Simon Johnson, a former chief economist at the IMF, questioned the resolve of the G-7 to tackle toxic assets. He warned that governments are relying on an economic recovery to solve the banking problem for them.

“They have missed their opportunity,” said Johnson, now a senior fellow at the Peterson Institute for International Economics in Washington. The expectation of a global economic recovery this year is “totally wishful thinking,” he said.

Chinese Rebound

Jim O’Neill, chief economist at Goldman Sachs Group Inc. in London, said he was more confident given his view that the Chinese economy, the world’s third largest, will soon rebound. “We’re way through the worst even without the banks being sorted out,” he said.

Data this week may back the G-7’s observation that “some signs of stabilization are emerging.” A U.S. report in two days may show that while the economy plunged in the first quarter, a backlog of unsold goods diminished and consumer spending halted its slide. In the euro area, figures the same day are forecast to show confidence among businesses and consumers rising for the first time since May.

Company reports last week highlighted how some are beginning to escape the gloom as others falter. AT&T Inc., the biggest U.S. phone company, posted first-quarter profit that topped forecasts and Debenhams Plc, the U.K. retailer, announced improving sales and margins. Meantime, Caterpillar Inc., the world’s largest producer of bulldozers, posted its first quarterly net loss in 16 years and Germany’s Robert Bosch GmbH, the biggest car-parts maker, projected a 2009 loss.

IMF Bonds

At its spring members meeting over the weekend, the IMF sought progress in its push for more resources as the crisis forces countries from Hungary to Pakistan to seek its aid. Strauss-Kahn said the fund is working on a plan to sell bonds to several developing countries as Brazil and China seek more power over its decisions.

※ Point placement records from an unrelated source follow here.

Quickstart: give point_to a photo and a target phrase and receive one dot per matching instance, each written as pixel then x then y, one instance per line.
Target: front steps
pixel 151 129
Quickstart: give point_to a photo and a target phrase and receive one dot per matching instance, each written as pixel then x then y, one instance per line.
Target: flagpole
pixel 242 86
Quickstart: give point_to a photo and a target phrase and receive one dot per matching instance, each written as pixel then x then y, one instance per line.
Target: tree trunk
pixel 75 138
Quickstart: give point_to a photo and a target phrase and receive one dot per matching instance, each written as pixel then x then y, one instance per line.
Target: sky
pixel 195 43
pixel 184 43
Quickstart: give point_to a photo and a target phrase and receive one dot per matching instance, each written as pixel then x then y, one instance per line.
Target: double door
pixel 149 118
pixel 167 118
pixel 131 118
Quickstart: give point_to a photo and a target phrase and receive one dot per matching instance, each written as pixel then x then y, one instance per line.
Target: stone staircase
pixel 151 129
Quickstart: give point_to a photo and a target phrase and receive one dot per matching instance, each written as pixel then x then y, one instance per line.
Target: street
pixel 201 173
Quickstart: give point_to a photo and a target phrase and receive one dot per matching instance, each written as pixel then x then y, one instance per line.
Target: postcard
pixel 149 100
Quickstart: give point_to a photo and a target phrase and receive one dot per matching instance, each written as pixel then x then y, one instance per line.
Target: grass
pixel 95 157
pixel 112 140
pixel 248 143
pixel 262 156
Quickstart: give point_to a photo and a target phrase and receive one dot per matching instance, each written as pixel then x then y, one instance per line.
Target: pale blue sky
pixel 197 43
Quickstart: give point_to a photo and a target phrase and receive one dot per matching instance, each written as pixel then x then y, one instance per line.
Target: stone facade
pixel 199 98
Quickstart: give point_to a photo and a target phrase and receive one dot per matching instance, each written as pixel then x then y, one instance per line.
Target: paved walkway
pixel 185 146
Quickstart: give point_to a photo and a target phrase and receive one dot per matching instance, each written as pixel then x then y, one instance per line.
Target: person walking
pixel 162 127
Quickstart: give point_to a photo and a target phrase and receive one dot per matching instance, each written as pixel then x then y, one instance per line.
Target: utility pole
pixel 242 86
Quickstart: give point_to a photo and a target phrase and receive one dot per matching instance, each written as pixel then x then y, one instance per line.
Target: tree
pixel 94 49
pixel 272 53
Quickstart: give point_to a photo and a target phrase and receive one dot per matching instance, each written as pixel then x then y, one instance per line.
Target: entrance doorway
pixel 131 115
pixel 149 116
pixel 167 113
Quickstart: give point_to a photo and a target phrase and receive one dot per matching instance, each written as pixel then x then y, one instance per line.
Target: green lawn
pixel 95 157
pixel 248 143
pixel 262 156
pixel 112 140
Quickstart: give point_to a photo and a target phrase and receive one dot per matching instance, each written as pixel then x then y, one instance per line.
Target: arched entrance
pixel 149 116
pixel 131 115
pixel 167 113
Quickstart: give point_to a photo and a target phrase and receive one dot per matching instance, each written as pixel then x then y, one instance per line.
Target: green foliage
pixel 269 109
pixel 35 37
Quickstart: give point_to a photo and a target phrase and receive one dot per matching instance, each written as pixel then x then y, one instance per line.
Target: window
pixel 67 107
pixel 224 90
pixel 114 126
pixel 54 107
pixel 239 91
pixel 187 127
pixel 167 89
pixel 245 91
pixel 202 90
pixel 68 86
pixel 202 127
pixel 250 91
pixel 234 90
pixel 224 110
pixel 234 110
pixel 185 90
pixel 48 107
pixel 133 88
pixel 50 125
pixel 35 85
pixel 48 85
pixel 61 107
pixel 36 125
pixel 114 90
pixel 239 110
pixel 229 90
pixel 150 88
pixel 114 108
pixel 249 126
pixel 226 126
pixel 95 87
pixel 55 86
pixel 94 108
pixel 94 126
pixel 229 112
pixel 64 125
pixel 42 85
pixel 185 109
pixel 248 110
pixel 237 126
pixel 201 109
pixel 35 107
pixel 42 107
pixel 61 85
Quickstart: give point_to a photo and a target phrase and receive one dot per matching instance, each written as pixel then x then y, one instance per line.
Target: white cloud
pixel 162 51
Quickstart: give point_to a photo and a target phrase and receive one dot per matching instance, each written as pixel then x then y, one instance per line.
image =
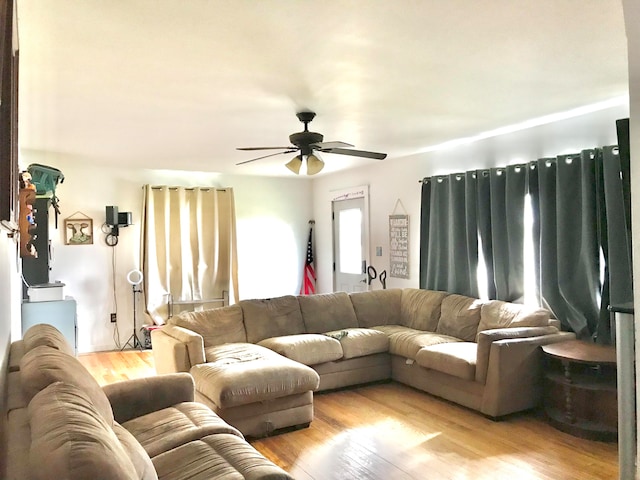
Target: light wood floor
pixel 392 432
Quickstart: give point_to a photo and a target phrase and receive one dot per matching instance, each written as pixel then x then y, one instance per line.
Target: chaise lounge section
pixel 62 424
pixel 484 355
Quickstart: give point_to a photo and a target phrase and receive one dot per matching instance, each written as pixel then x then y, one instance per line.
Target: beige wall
pixel 272 218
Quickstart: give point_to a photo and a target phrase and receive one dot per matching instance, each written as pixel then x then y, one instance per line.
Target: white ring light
pixel 134 277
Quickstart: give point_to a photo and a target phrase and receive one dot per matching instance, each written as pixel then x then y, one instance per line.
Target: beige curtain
pixel 188 246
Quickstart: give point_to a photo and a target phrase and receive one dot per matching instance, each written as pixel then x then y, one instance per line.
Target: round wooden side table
pixel 580 395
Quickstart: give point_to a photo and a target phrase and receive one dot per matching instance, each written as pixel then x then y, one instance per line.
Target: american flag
pixel 309 280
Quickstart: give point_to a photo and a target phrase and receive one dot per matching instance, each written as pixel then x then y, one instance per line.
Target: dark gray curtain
pixel 580 216
pixel 508 188
pixel 569 241
pixel 449 245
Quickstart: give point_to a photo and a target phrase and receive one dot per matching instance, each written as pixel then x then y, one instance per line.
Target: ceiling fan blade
pixel 330 145
pixel 265 156
pixel 355 153
pixel 263 148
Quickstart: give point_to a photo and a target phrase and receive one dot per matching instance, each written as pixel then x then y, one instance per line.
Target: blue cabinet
pixel 59 313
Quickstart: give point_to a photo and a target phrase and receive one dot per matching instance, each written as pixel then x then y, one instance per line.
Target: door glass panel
pixel 350 240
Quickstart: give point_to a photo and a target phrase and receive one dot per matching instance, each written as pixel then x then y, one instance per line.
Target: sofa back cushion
pixel 459 317
pixel 499 314
pixel 215 325
pixel 47 335
pixel 420 309
pixel 377 307
pixel 71 440
pixel 272 317
pixel 43 366
pixel 326 312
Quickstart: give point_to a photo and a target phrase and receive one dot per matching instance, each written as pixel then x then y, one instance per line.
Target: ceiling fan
pixel 306 143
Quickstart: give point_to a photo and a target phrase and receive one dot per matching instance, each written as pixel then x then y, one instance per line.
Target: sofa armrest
pixel 176 349
pixel 487 337
pixel 134 398
pixel 514 373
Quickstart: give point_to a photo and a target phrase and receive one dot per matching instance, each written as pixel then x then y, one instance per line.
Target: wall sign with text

“I’m sure that this vehicle will be used,” Strauss-Kahn said. “Now we’re discussing with different creditors the way to implement it and the amount that we put in it.”

Bonds would offer “flexibility,” he said, and their interest rate would be pegged to the value of the IMF’s basket of currencies, known as Special Drawing Rights or SDRs.

The IMF said it has received $324.5 billion in commitments from Group of 20 countries since mid-March, more than half the $500 billion in extra resources that leaders promised to provide on April 2.